APIs power almost everything today — from live weather dashboards to business systems.
And when you combine them with Power BI, you unlock real-time, automated reporting from virtually any web data source.

In this article we'll explore;

  • Different ways to connect Power BI to a REST API endpoint?

  • How does Power BI handle authentication when connecting to a web API?

  • What are some challenges you might face when importing data from an API into Power BI?

## Different ways to connect Power BI to a REST API endpoint.
There are several approach when one wants to connect to APIs from simple to fully dynamic connections.

_ 1. By simple GET requests or simply using a web connector._
This method is one of the easiest ways to fetch data from endpoints especially those that use public APIs.
In Power BI;
- Go to Get Data → Web
- Paste your API endpoint (e.g. https://api.openweathermap.org/data/2.5/weather?q=Nairobi&appid=YOUR_API_KEY&units=metric)
- Click OK
Power BI should automatically detect and parse the JSON format.
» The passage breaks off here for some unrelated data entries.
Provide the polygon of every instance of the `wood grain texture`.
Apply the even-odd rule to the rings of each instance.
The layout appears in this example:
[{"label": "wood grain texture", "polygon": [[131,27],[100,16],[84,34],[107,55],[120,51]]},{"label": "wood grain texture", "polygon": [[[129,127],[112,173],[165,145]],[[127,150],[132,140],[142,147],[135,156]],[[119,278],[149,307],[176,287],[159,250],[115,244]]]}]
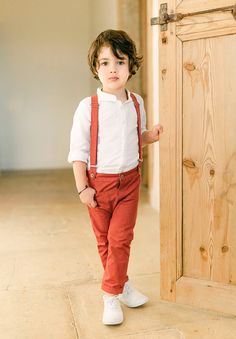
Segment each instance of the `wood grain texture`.
[{"label": "wood grain texture", "polygon": [[177,211],[176,211],[176,256],[177,256],[177,279],[179,279],[183,275],[183,248],[182,248],[182,239],[183,239],[183,220],[182,220],[182,150],[183,150],[183,121],[182,121],[182,110],[183,110],[183,96],[182,96],[182,88],[183,88],[183,77],[182,77],[182,60],[183,60],[183,49],[182,49],[182,41],[179,39],[176,40],[176,48],[177,48],[177,64],[176,64],[176,86],[177,86],[177,95],[176,95],[176,203],[177,203]]},{"label": "wood grain texture", "polygon": [[[184,24],[183,20],[182,23],[177,25],[177,35],[182,41],[186,41],[234,34],[236,31],[236,20],[229,16],[229,13],[221,15],[222,20],[219,20],[219,17],[220,15],[214,16],[212,14],[204,17],[191,17],[192,23],[188,24]],[[228,17],[228,19],[223,20],[224,17]],[[188,22],[190,22],[190,18]]]},{"label": "wood grain texture", "polygon": [[[164,1],[163,1],[164,2]],[[168,1],[168,8],[175,8]],[[176,163],[176,34],[175,25],[159,38],[160,121],[165,133],[160,140],[160,237],[161,298],[175,300],[176,225],[177,225],[177,163]],[[170,99],[171,98],[171,99]]]},{"label": "wood grain texture", "polygon": [[192,33],[186,33],[178,35],[181,41],[193,41],[197,39],[204,39],[204,38],[213,38],[217,36],[225,36],[230,34],[236,34],[236,25],[232,27],[221,27],[217,28],[216,30],[208,30],[206,31],[195,31]]},{"label": "wood grain texture", "polygon": [[[153,0],[146,2],[146,81],[144,86],[146,88],[146,114],[147,114],[147,128],[151,129],[154,124],[154,109],[153,96],[156,95],[153,91],[153,27],[150,25],[151,17],[153,16]],[[149,194],[153,189],[153,147],[147,148],[148,152],[148,188]],[[150,199],[150,196],[149,196]]]},{"label": "wood grain texture", "polygon": [[[182,1],[178,13],[194,13],[196,11],[217,9],[235,5],[235,1]],[[231,11],[205,13],[187,16],[176,23],[177,36],[182,41],[232,34],[236,29],[236,20]],[[234,31],[232,31],[234,30]]]},{"label": "wood grain texture", "polygon": [[217,21],[226,21],[226,20],[234,20],[233,15],[230,11],[205,13],[204,15],[198,14],[194,16],[186,16],[181,21],[176,22],[176,26],[179,28],[180,26],[199,25],[206,23],[211,28],[210,24],[212,23],[214,24]]},{"label": "wood grain texture", "polygon": [[235,55],[235,35],[183,46],[183,273],[222,283],[236,283]]},{"label": "wood grain texture", "polygon": [[183,0],[178,6],[178,12],[189,13],[233,5],[235,0]]},{"label": "wood grain texture", "polygon": [[176,284],[176,302],[236,316],[236,287],[182,277]]},{"label": "wood grain texture", "polygon": [[178,9],[178,6],[180,6],[180,4],[181,4],[182,1],[183,1],[183,0],[177,0],[177,1],[176,1],[176,9]]},{"label": "wood grain texture", "polygon": [[[169,1],[168,12],[233,4]],[[235,314],[236,21],[185,18],[159,43],[161,297]]]}]

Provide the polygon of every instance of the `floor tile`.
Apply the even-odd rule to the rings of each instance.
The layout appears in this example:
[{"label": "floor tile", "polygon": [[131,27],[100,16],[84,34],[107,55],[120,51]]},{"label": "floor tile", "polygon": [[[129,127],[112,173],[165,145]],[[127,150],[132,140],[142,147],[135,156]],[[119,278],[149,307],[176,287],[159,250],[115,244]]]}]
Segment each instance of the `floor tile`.
[{"label": "floor tile", "polygon": [[64,290],[0,291],[1,339],[78,339]]}]

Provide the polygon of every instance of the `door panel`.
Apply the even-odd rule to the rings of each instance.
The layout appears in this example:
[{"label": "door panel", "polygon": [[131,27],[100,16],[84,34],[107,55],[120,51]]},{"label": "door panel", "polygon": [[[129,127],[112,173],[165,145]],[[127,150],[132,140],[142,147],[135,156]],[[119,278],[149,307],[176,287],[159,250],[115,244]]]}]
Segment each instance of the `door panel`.
[{"label": "door panel", "polygon": [[160,31],[161,297],[236,315],[234,1],[167,5],[211,13]]},{"label": "door panel", "polygon": [[235,55],[236,35],[183,43],[183,274],[223,283],[236,282]]}]

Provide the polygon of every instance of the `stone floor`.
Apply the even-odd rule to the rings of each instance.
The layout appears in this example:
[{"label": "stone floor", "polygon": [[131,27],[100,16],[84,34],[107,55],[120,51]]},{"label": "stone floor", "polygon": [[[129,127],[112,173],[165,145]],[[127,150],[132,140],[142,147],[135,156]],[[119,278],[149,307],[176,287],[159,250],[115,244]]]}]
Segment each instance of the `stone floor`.
[{"label": "stone floor", "polygon": [[0,176],[0,339],[233,339],[236,318],[159,299],[158,214],[142,191],[129,275],[150,297],[101,323],[102,268],[71,170]]}]

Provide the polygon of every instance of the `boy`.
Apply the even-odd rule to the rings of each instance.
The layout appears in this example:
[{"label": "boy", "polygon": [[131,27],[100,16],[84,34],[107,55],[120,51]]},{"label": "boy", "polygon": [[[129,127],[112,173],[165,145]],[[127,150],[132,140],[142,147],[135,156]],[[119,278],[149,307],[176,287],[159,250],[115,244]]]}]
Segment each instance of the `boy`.
[{"label": "boy", "polygon": [[129,307],[148,298],[127,276],[136,222],[142,146],[159,140],[161,125],[145,128],[142,98],[126,89],[142,58],[127,33],[102,32],[92,43],[88,61],[102,88],[83,99],[74,116],[68,160],[76,187],[87,205],[104,268],[103,323],[123,322],[120,301]]}]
2. Power Query(M Language)
Here one fetches data in json format and parse the data itself dynamically.
This function better when one wants to loop through endpoints or build custom logics.
let
Source = Json.Document(
Web.Contents("https://api.openweathermap.org/data/2.5/weather",
[Query = [
q = "Nairobi",
appid = "YOUR_API_KEY",
units = "metric"
]]
)
),
main = Source[main],
temperature = main[temp]
in
temperature

3. Using custom connectors.
Writing you own connector in power query SDK or M code and packaging it when connecting to complex APIs or reusing across reports.

4. Using python/R scripts.
Power BI also supports Python and R, so you can use them to make API calls.
Example in a code;
`import requests, pandas as pd

url = "https://api.openweathermap.org/data/2.5/weather"
params = {"q": "Nairobi", "appid": "YOUR_API_KEY", "units": "metric"}

response = requests.get(url, params=params)
df = pd.json_normalize(response.json())
`
You should then import this script into Power BI as a data source.

How Power BI Handles Authentication When Connecting to APIs.

When you connect Power BI to a web API, it prompts you to choose an authentication method. Supported types include:,

  • Anonymous: No login credentials required mostly for public APIs.
  • Basic: Username and password are essential for requests.
  • Web API: Api keys/tokens are required and are passed via query.
  • Windows.
  • Organizational accounts.

Challenges faced importing data from Power BI.

Working with APIs inside Power BI comes with a few hurdles.
And they are;

  • Authentication - some API keys may expire while refreshing.
  • Pagination - large datasets may split across pages.
  • Rate limits - APIs may restrict number of requests made maybe per day or hourly.
  • API key exposure - storing API keys might be risky since they can be visible especially when using queries.
  • Complex JSON structure - nested objects make it hard to expand data.
  • Dynamic endpoints- some URLs might change with each requests.

Integrating Openweather API in the easiest way.

Step 1: Create a blank query.
In Power BI:

Home -> Get Data -> Web -> Basic

In the URL section under basic paste a similar code as this: https://api.openweathermap.org/data/2.5/weather?q=Nairobi&appid={API KEY}&units=metric

This will in turn give you data of the climate in Nairobi in form of a table.
Repeat the same process to get data of the other cities then append the tables to form one table.
After fetching all data, clean and remove unnecessary columns or rename some columns if necessary.

Visualizing the weather data.

Below is just a page of the data:

Thoughts.

Integrating APIs with Power BI unlocks live, dynamic dashboards powered by real-world data.